Почему же шляпа воспринималась как некий вызов, фрондерство? Дело вот в чем. Свой любимый мещанский котелок основатель красной империи Ильич I сменил на кепку уже в зрелом возрасте, в 47 лет. Принял это важное решение вождь в известном поезде, который недалекие немцы пропустили через свою территорию. Два опломбированных вагона профессиональных революционеров. Или три? Мало того, им выделили крупные средства на подрыв России. Господи, да она и так всегда готова взорваться!

Взяв власть, он отвел душу и выслал к чертовой матери всех этих профессоров, философов и прочую образованную шваль. На пароход — и под зад коленом! Корабль, увезший талантливых людей, вошел в историю под названием «философский пароход». Философам еще повезло, они попали на редкий у вождя припадок добродушия и юмора. Спасибо, что не расстрелял, как вот Николая Гуми­лева. Не любил Ильич умных людей и не жалел ругательств в их адрес: интеллигент паршивый или г... например. С тех пор шляпа не в чести.

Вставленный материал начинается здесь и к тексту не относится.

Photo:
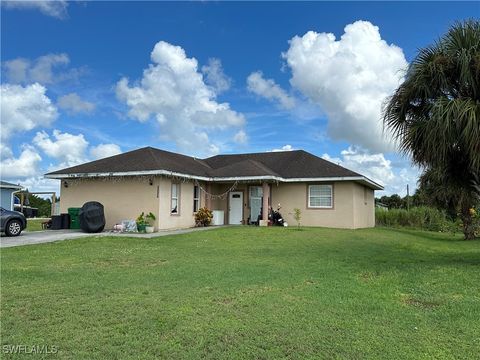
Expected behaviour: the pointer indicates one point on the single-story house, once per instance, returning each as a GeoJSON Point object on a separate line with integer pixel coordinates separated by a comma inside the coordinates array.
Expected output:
{"type": "Point", "coordinates": [243, 186]}
{"type": "Point", "coordinates": [6, 196]}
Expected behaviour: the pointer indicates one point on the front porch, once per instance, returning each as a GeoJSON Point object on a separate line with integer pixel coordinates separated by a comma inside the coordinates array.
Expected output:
{"type": "Point", "coordinates": [241, 202]}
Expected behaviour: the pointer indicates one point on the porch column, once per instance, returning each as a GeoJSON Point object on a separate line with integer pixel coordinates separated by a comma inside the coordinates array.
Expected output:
{"type": "Point", "coordinates": [266, 195]}
{"type": "Point", "coordinates": [208, 200]}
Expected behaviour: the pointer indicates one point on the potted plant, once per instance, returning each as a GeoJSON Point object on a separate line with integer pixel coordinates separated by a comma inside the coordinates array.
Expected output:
{"type": "Point", "coordinates": [141, 223]}
{"type": "Point", "coordinates": [149, 218]}
{"type": "Point", "coordinates": [203, 217]}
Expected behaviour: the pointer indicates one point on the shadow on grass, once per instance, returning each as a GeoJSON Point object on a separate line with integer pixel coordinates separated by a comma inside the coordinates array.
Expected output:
{"type": "Point", "coordinates": [428, 235]}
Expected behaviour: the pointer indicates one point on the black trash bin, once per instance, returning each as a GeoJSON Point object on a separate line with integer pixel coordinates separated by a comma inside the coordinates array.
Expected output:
{"type": "Point", "coordinates": [65, 221]}
{"type": "Point", "coordinates": [56, 222]}
{"type": "Point", "coordinates": [92, 217]}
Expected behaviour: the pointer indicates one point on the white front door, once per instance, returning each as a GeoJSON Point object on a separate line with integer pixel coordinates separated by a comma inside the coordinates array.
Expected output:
{"type": "Point", "coordinates": [235, 212]}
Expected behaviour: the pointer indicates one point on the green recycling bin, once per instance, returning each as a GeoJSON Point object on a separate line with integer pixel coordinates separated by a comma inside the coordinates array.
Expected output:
{"type": "Point", "coordinates": [74, 218]}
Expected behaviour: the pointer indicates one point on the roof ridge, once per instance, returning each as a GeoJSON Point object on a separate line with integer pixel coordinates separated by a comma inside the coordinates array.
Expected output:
{"type": "Point", "coordinates": [256, 153]}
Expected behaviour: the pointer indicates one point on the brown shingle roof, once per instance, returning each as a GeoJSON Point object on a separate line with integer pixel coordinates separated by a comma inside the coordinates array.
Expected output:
{"type": "Point", "coordinates": [287, 165]}
{"type": "Point", "coordinates": [143, 159]}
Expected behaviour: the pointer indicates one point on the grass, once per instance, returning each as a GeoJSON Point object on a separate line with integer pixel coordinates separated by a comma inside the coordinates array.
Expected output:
{"type": "Point", "coordinates": [35, 224]}
{"type": "Point", "coordinates": [247, 292]}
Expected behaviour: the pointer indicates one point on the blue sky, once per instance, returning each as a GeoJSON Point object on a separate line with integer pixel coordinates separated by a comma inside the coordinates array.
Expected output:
{"type": "Point", "coordinates": [250, 88]}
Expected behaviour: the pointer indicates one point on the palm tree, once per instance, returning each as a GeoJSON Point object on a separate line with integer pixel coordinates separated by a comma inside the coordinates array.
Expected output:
{"type": "Point", "coordinates": [435, 114]}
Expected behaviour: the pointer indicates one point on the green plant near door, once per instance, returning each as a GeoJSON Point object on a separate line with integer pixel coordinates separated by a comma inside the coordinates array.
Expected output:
{"type": "Point", "coordinates": [145, 221]}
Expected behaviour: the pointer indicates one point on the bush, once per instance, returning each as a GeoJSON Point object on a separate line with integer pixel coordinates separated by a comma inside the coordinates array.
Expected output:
{"type": "Point", "coordinates": [203, 217]}
{"type": "Point", "coordinates": [423, 217]}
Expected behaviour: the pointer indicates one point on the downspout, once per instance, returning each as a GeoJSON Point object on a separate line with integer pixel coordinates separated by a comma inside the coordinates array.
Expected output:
{"type": "Point", "coordinates": [12, 197]}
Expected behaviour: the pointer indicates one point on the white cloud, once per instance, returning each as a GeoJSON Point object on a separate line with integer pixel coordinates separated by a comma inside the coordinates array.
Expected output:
{"type": "Point", "coordinates": [67, 148]}
{"type": "Point", "coordinates": [284, 148]}
{"type": "Point", "coordinates": [74, 104]}
{"type": "Point", "coordinates": [174, 93]}
{"type": "Point", "coordinates": [215, 77]}
{"type": "Point", "coordinates": [104, 150]}
{"type": "Point", "coordinates": [54, 8]}
{"type": "Point", "coordinates": [41, 70]}
{"type": "Point", "coordinates": [379, 169]}
{"type": "Point", "coordinates": [268, 89]}
{"type": "Point", "coordinates": [39, 183]}
{"type": "Point", "coordinates": [240, 137]}
{"type": "Point", "coordinates": [349, 79]}
{"type": "Point", "coordinates": [25, 165]}
{"type": "Point", "coordinates": [25, 108]}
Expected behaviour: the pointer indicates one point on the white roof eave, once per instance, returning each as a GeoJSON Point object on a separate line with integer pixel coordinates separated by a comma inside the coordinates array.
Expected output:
{"type": "Point", "coordinates": [366, 181]}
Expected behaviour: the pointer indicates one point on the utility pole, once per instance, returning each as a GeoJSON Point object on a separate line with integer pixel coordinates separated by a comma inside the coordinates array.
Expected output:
{"type": "Point", "coordinates": [408, 199]}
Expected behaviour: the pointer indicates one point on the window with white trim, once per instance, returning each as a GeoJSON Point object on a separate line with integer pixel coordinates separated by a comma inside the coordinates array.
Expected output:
{"type": "Point", "coordinates": [320, 196]}
{"type": "Point", "coordinates": [196, 198]}
{"type": "Point", "coordinates": [175, 199]}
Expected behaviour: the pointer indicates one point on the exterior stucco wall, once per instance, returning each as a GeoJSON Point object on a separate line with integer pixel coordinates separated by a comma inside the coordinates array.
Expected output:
{"type": "Point", "coordinates": [123, 198]}
{"type": "Point", "coordinates": [364, 206]}
{"type": "Point", "coordinates": [292, 196]}
{"type": "Point", "coordinates": [126, 198]}
{"type": "Point", "coordinates": [186, 217]}
{"type": "Point", "coordinates": [6, 198]}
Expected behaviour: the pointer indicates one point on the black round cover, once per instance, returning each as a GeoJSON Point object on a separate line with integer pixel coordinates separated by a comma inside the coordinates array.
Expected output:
{"type": "Point", "coordinates": [92, 217]}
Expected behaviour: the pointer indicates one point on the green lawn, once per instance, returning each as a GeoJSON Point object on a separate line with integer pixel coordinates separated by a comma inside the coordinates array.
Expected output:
{"type": "Point", "coordinates": [246, 292]}
{"type": "Point", "coordinates": [35, 224]}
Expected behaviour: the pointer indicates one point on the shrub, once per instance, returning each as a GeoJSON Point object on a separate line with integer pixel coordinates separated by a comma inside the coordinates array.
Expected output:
{"type": "Point", "coordinates": [423, 217]}
{"type": "Point", "coordinates": [203, 217]}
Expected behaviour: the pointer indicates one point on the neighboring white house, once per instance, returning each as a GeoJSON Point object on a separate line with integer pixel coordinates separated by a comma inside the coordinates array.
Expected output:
{"type": "Point", "coordinates": [7, 190]}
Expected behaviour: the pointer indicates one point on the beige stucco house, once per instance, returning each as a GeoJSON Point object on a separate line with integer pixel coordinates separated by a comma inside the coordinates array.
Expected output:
{"type": "Point", "coordinates": [243, 186]}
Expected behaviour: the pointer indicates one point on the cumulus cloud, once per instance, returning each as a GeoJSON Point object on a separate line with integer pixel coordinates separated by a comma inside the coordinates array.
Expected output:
{"type": "Point", "coordinates": [240, 137]}
{"type": "Point", "coordinates": [104, 150]}
{"type": "Point", "coordinates": [67, 148]}
{"type": "Point", "coordinates": [39, 183]}
{"type": "Point", "coordinates": [215, 77]}
{"type": "Point", "coordinates": [377, 168]}
{"type": "Point", "coordinates": [25, 165]}
{"type": "Point", "coordinates": [54, 8]}
{"type": "Point", "coordinates": [25, 108]}
{"type": "Point", "coordinates": [173, 92]}
{"type": "Point", "coordinates": [73, 104]}
{"type": "Point", "coordinates": [43, 69]}
{"type": "Point", "coordinates": [349, 79]}
{"type": "Point", "coordinates": [268, 89]}
{"type": "Point", "coordinates": [284, 148]}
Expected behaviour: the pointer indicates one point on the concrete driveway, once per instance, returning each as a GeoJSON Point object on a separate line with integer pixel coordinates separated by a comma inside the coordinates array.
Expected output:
{"type": "Point", "coordinates": [39, 237]}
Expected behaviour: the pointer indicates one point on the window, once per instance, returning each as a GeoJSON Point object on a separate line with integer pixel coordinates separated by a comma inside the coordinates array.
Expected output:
{"type": "Point", "coordinates": [320, 196]}
{"type": "Point", "coordinates": [196, 198]}
{"type": "Point", "coordinates": [175, 203]}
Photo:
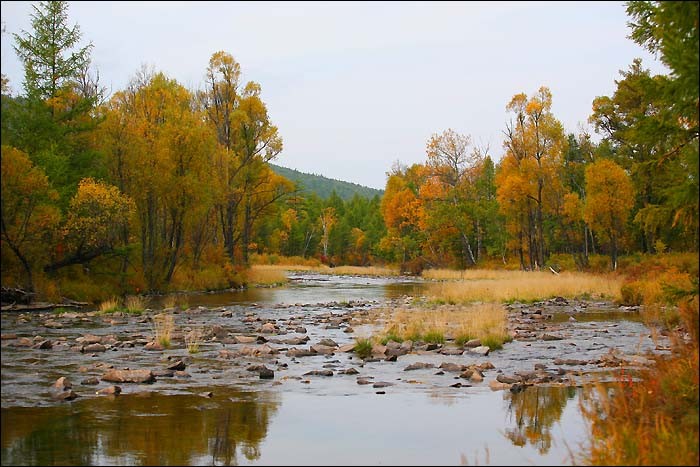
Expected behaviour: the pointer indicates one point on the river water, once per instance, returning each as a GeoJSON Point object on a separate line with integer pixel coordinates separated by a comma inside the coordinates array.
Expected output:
{"type": "Point", "coordinates": [222, 414]}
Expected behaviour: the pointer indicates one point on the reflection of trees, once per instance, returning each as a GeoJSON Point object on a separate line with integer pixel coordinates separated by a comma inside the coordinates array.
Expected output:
{"type": "Point", "coordinates": [147, 430]}
{"type": "Point", "coordinates": [534, 411]}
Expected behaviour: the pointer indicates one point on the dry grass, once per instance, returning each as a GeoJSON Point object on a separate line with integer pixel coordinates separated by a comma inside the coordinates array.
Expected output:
{"type": "Point", "coordinates": [110, 305]}
{"type": "Point", "coordinates": [134, 304]}
{"type": "Point", "coordinates": [508, 286]}
{"type": "Point", "coordinates": [280, 269]}
{"type": "Point", "coordinates": [194, 339]}
{"type": "Point", "coordinates": [485, 321]}
{"type": "Point", "coordinates": [163, 326]}
{"type": "Point", "coordinates": [262, 274]}
{"type": "Point", "coordinates": [654, 422]}
{"type": "Point", "coordinates": [363, 271]}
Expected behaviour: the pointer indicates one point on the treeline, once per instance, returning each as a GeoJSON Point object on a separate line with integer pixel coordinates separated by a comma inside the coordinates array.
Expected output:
{"type": "Point", "coordinates": [634, 191]}
{"type": "Point", "coordinates": [159, 187]}
{"type": "Point", "coordinates": [156, 187]}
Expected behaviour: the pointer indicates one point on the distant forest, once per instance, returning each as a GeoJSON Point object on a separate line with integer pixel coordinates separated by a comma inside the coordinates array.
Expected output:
{"type": "Point", "coordinates": [323, 187]}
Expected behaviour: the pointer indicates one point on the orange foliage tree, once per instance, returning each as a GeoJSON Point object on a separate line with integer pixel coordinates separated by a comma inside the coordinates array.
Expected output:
{"type": "Point", "coordinates": [609, 201]}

И вот, проезжая через Финляндию (он любил ездить на паровозе по Финляндии), почувствовал наш прагматик, литератор, художник слова и дела, в чем выйти к взбесившемуся народу — в кепке! Шляпу ни народ, ни вождь не любили. Ее носили представители интеллигентского круга, к которому принадлежали его отец, преподаватели, преуспевшие сверстники, в который он сам рвался, но так и не смог попасть. И поэтому ненавидел. А ненавидеть он умел! Если разобраться, то он никогда никого и ничего, кроме хорошей еды, не любил. Ульянов, по прозвищу Ленин, был непревзойденным мастером ненависти. Гроссмейстером. Чемпионом мира! Даже родной России, которую он тоже ненавидел, у жителей которой ненависть ко всем в крови, он сумел дать показательный урок. Конечно — кровавый. Но и этого мало, он сумел заразить бешенством чуть ли не половину планеты!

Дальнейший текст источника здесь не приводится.